Crowds are more often right than the individual. “The simplest demonstration of this is the jellybean experiment. Ask a group of 50 people how many jellybeans are in a jar, and the group’s average answer will be uncannily accurate — within 2% of the right number — and it will be better than the answers of nearly everyone in the group. And though the jellybean experiment is artificial, the truth is that groups demonstrate the exact same intelligence in the face of far more complicated problems.”
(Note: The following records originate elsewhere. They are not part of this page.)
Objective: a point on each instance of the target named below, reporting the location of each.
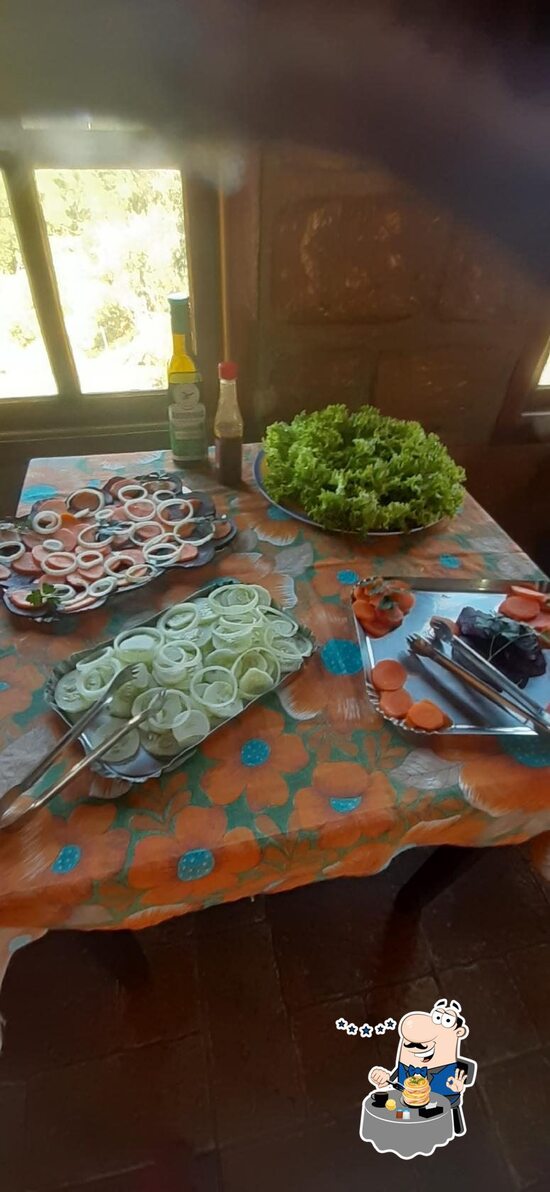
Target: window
(115, 249)
(24, 366)
(526, 405)
(117, 244)
(93, 238)
(544, 379)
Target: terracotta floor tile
(54, 989)
(489, 911)
(530, 972)
(339, 938)
(170, 1173)
(93, 1118)
(12, 1135)
(518, 1097)
(334, 1063)
(166, 1005)
(473, 1161)
(499, 1022)
(322, 1158)
(230, 916)
(255, 1082)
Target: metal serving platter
(469, 712)
(143, 765)
(206, 509)
(260, 477)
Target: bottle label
(185, 391)
(187, 432)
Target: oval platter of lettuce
(358, 472)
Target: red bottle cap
(227, 371)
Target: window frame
(526, 405)
(72, 414)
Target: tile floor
(224, 1069)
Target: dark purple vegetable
(511, 646)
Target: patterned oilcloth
(309, 784)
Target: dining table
(407, 1136)
(310, 783)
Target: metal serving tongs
(20, 792)
(537, 719)
(486, 669)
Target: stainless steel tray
(206, 511)
(470, 713)
(143, 765)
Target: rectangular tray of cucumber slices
(215, 655)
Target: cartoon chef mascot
(430, 1045)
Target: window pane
(544, 379)
(24, 366)
(118, 247)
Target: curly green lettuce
(362, 471)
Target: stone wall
(365, 292)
How Boston Invented The World

Boston has a long tradition of innovation, and some of America’s great inventions have been born there. “There’s a continuous thread, stretching across centuries, of powerful new ideas developed and commercialized in Boston. But that thread is always vibrating, at least faintly, with worry: Will there ever come another idea as big as the last? What new industry will create jobs sufficient to replace those lost as older industries fade? And how does the environment for company-creation here compare with other parts of the country, particularly Silicon Valley?”

Lone Inventor Rides Again

It used to be that great inventions were the product of odd individuals working in home workshops. But sometime in the past century most of the lone inventors moved inside large corporations where they found resources to work with. Now, some are arguing that being inside large corporate structures inhibits true innovation. So how about a return to the lone inventor?…

Dare To Be Wrong

The author of a new book says scientists have forgotten how to be wrong. “In any branch of science there are only two possibilities. There is either nothing left to discover, in which case, why work on it, or there are big discoveries yet to be made, in which case, what the scientists say now is likely to be false. The problem is, the top scientists seem to have forgotten that. The result is a generation of scientists who have become a little too confident that their understanding of the world is more scientifically accurate than it will be proved to be.”

The Asperger’s Connection

Michelangelo is the latest historical figure to be diagnosed posthumously with Asperger’s Syndrome. It’s conjecture, of course, but “what is the link between this condition and creativity, be it in the arts or sciences?” Some experts suggest that it makes people more creative. “People with it are generally hyper-focused, very persistent workaholics who tend to see things from detail to global rather than looking at the bigger picture first and then working backwards, as most people do.”